Winter months can be hard for many people. With very little sunshine, many hours of darkness, and bone-chilling temperatures, it is easy to succumb to the blues and to feel depressed, isolated, and uninspired. Some people fight the blues by jetting off on tropical vacations, but that's both expensive and terrible for the environment. A better approach is to implement small daily practices that make your own life at home more pleasurable. Here are some suggestions from someone who lives with snow for six months out of the year.

1. Get outside every single day.

It's important to stay active throughout the winter months. Cycle to work. (Lloyd wrote up a great guide on how to dress for winter cycling.) Walk your kids to school. Shovel snow. Go on weekend hikes with family or friends. Plan a winter camping trip. Visit local festivals. Just don't hibernate!

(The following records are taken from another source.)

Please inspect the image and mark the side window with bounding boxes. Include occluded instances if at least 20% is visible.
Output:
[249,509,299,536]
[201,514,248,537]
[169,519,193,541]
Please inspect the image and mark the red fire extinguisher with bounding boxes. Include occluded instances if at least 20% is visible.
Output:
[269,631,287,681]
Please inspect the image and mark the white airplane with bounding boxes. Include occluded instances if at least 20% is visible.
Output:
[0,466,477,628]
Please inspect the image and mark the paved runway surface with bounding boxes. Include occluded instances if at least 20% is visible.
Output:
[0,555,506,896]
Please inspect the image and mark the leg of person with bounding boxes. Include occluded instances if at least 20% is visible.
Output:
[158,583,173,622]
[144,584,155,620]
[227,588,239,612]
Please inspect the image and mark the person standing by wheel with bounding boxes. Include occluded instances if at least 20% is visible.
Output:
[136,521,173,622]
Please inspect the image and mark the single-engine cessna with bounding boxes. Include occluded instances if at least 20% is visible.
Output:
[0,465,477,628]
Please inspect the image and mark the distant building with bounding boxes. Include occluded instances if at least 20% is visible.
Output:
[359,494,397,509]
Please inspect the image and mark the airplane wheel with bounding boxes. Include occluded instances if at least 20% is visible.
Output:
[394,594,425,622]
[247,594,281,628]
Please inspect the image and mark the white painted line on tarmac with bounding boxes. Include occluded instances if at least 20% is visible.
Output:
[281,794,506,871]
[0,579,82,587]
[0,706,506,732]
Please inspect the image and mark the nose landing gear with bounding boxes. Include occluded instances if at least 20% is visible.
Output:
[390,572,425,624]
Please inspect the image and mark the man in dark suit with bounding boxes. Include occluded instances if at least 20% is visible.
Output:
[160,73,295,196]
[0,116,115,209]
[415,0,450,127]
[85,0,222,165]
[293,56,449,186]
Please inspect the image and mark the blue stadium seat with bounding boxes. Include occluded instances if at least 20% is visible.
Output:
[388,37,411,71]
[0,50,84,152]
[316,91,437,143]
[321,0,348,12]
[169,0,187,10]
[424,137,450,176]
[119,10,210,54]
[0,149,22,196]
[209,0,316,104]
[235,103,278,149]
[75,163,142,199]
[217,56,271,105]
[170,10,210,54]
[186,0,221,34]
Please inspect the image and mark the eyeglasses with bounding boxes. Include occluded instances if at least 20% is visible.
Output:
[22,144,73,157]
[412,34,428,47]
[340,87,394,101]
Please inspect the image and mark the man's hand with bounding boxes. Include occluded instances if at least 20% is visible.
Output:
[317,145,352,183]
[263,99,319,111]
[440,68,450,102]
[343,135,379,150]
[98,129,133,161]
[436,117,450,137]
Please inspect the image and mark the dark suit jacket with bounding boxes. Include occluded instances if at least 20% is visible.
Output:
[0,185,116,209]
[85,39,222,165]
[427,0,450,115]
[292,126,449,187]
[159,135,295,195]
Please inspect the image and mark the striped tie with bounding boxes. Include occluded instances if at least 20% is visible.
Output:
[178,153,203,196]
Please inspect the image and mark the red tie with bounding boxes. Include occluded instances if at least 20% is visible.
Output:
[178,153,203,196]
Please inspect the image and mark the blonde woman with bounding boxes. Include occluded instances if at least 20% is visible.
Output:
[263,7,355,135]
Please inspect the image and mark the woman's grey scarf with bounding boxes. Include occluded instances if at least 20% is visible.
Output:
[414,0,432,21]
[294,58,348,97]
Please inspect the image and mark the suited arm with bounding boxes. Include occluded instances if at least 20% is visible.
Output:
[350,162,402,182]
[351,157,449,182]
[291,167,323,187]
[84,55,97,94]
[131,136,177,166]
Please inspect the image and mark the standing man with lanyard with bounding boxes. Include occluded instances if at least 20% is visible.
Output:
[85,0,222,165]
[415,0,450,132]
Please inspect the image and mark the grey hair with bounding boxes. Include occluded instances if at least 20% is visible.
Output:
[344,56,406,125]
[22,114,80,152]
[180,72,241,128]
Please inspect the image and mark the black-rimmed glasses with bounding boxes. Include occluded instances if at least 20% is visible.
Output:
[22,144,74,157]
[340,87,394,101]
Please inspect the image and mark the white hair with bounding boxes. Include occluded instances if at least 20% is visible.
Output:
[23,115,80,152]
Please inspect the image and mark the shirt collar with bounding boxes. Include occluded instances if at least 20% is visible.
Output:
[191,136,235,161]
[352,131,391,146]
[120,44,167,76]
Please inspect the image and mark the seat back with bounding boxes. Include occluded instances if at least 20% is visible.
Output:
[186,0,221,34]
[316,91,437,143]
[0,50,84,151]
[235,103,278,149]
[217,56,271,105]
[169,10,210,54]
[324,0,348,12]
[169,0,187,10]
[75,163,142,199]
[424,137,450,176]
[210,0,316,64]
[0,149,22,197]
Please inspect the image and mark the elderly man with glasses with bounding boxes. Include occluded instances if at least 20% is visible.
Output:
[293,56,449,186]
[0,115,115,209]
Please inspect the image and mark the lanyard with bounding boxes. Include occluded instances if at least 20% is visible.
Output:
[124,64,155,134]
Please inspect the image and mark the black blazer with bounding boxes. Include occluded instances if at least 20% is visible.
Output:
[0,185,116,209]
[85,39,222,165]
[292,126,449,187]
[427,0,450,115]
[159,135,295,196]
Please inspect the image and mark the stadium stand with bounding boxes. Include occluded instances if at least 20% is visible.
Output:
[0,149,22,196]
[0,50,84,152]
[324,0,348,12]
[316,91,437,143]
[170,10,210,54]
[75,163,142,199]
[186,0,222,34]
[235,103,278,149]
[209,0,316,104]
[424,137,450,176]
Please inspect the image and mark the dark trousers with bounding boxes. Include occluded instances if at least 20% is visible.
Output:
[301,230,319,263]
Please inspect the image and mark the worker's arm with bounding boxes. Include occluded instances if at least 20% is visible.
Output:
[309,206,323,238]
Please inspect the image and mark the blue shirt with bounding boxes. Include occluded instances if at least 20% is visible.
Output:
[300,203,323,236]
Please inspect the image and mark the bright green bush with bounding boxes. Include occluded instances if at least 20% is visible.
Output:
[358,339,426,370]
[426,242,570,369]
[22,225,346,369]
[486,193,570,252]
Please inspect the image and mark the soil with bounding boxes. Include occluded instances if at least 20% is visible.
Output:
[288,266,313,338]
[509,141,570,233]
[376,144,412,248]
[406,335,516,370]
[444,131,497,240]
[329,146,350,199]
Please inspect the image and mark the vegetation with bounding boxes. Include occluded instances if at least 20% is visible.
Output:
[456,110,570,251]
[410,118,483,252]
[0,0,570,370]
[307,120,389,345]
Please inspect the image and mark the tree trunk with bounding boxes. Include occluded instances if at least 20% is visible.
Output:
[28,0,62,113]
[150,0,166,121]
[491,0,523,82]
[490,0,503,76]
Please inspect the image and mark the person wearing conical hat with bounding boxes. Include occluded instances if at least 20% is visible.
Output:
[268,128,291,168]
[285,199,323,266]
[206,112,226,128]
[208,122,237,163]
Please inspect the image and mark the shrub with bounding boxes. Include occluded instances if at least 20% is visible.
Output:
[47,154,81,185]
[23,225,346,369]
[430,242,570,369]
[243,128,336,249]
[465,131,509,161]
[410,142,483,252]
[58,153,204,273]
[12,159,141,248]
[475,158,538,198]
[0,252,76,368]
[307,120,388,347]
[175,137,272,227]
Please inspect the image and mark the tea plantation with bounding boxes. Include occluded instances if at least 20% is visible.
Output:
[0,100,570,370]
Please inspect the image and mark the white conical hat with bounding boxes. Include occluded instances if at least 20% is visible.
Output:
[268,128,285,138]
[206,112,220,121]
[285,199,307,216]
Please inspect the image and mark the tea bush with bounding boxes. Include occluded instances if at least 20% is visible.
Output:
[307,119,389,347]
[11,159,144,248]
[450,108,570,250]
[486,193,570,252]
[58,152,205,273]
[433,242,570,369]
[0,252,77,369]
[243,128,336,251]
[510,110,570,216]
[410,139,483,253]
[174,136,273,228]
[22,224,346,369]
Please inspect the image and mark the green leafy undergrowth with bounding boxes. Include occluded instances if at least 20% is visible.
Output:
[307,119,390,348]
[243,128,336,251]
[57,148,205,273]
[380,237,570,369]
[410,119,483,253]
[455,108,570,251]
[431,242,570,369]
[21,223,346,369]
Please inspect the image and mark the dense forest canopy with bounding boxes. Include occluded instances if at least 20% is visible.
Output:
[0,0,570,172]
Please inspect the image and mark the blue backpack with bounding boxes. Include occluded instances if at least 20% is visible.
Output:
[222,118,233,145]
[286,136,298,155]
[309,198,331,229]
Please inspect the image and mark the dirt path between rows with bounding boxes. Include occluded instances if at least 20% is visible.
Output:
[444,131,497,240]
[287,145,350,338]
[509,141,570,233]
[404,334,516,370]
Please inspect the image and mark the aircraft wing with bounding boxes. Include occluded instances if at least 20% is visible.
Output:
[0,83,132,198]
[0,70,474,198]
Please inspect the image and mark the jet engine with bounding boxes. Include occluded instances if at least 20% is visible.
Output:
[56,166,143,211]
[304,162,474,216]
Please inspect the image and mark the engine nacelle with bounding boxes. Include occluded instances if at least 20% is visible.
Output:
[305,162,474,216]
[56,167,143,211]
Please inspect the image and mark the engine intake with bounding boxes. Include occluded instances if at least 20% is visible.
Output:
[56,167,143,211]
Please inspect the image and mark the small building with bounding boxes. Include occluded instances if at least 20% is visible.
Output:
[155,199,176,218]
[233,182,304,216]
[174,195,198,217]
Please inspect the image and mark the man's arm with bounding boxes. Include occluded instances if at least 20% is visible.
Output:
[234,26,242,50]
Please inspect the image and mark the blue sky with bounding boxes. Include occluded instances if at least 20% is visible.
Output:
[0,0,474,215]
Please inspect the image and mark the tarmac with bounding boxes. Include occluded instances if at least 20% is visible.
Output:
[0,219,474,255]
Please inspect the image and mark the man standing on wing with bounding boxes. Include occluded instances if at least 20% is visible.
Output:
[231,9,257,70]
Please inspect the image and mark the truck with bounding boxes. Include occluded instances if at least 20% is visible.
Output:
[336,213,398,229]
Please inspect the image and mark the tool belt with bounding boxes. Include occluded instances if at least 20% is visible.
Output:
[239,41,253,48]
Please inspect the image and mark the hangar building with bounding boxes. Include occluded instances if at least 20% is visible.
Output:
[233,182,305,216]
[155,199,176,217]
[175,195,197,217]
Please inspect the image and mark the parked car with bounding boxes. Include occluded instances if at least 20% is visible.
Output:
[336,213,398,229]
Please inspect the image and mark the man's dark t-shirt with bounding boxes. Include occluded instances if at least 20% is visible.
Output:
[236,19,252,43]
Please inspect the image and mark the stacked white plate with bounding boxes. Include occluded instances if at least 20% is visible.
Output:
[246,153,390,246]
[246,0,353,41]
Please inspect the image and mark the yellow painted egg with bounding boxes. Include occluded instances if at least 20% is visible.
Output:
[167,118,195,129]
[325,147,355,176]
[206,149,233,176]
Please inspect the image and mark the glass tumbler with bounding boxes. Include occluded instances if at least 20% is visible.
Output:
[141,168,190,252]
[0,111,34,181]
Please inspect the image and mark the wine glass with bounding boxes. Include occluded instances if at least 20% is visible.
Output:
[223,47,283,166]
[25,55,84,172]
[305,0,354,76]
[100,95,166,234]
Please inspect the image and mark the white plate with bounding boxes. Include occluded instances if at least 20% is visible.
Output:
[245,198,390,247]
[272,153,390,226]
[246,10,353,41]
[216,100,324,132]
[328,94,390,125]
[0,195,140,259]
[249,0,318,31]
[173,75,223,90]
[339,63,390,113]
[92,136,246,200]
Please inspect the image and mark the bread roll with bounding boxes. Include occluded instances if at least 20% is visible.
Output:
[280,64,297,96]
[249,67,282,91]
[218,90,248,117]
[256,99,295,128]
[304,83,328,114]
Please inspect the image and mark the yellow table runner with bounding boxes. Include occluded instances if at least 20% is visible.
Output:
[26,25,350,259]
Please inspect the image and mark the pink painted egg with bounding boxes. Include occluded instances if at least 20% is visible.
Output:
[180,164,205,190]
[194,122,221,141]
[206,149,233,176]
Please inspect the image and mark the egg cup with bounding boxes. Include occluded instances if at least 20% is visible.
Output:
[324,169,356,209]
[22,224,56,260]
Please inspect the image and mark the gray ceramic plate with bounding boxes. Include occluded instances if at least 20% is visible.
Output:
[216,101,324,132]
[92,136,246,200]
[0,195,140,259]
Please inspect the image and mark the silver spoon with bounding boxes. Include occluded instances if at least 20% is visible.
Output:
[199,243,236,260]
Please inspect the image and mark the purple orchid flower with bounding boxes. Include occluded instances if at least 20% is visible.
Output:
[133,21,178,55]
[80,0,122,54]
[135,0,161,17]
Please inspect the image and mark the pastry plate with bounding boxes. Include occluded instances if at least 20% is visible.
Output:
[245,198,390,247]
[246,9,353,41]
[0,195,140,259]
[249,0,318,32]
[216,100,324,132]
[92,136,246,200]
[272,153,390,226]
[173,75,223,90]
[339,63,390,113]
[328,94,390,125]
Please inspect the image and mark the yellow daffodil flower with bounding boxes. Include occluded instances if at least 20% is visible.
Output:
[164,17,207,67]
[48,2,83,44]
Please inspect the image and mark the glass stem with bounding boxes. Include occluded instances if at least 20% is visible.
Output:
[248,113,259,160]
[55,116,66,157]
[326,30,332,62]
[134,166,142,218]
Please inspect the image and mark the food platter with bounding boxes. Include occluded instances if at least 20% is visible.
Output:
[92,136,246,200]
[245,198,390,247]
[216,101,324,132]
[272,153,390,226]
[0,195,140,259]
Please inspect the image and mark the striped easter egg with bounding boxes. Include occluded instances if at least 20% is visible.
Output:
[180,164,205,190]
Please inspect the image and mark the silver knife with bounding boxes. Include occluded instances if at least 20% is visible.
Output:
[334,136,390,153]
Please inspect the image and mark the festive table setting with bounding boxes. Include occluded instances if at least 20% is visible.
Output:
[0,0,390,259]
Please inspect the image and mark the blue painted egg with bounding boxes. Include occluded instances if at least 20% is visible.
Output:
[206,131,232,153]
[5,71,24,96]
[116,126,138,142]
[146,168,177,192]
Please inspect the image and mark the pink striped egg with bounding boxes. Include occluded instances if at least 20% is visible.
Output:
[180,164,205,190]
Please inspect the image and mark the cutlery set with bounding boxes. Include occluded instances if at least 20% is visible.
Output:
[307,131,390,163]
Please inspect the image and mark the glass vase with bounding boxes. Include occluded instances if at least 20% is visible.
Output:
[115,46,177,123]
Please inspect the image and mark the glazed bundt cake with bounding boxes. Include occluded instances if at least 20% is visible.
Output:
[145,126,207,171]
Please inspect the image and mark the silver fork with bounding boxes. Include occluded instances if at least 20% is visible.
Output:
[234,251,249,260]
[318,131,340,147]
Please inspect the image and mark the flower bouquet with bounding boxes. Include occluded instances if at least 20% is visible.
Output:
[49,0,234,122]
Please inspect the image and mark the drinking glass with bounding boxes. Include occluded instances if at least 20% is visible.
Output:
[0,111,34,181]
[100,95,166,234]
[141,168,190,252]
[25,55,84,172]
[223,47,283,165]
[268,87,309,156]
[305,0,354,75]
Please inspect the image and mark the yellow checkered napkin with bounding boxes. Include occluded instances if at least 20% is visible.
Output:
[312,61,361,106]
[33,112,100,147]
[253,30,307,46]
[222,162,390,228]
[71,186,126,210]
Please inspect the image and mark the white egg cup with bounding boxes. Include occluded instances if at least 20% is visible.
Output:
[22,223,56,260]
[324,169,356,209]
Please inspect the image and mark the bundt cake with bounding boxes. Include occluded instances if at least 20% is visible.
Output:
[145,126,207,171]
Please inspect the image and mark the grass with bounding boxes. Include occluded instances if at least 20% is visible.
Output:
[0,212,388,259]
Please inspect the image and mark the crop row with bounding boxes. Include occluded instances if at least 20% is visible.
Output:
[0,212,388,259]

2. Plant an indoor garden.

You can grow vegetables indoors or simply surround yourself with houseplants that add a cheery, peaceful vibe to a room. Read: 6 houseplants to boost wellbeing

3. Cook cozy, cold-weather fare.

Embrace how the change in seasons affects your diet. Make slow simmering stews and braises, spicy curries, heaps of soups, and fresh homemade breads. Winter is the best time to bake. Turning on the oven can warm your house and make the kitchen a gathering point for the family.

4. Invite friends over.

Host informal gatherings on weekend evenings. No one will complain about curling up on a living room sofa to play board games for hours or to watch a movie together. Host a spa night with friends.

5. Create rituals you enjoy.

I love taking hot bubble baths on winter evenings and drinking homemade matcha lattes or chai tea in the afternoons. My husband and I watch a favorite show and eat popcorn in front of the fireplace after kids have gone to bed. Tsh Oxenreider, writing for The Art of Simple, says she loves diffusing specific essential oils that she saves for winter months.

6. Start a supper club.

Meet once a month, alternating between people's houses, and take turns choosing a theme and assigning dishes. Or it could take the form of Friday Night Meatballs, where during the quieter winter months, you make a batch of spaghetti and sauce and whoever wants to join can show up to eat if they bring a bottle of wine, garlic bread, or dessert.

7. Make a reading list.

If you're going out less in the evenings, then you should have more time to tackle all those books you wish you could read. Make winter your reading season, with dedicated hours spent in silence, traveling the world from the comfort of your couch. Set a goal, i.e. one book per week. Read: How to maximize the number of books you read

8. Keep the windows uncovered.

Another great suggestion from Oxenreider's article on this same topic is keeping curtains open or using gauzy transparent ones to allow sunlight to enter the home. This will brighten the space, boost your mood, and make the short days feel just a wee bit longer.

9. Turn the lights on.

This might sound anti-TreeHugger, but if it prevents depression and makes you more productive, it's worth the tradeoff. Trent Hamm did some calculations over at the Simple Dollar: "I simply turn on the lights all over the house so it’s not dim anywhere. We use LED bulbs so the energy cost is pretty low. Running about 75 LED light bulbs for an hour costs about a dime, so it’s well worth it." Lighting candles at home (stick with beeswax or unscented organic soy for health reasons) can create a lovely atmosphere in the evenings, as well.

10. Invest in some really great socks.

You may raise an eyebrow or even laugh aloud, but this is real, folks. Nothing is more miserable than having cold feet, and I highly recommend spending the money on a few great pairs of wool socks that will keep your feet toasty warm and dry all day long.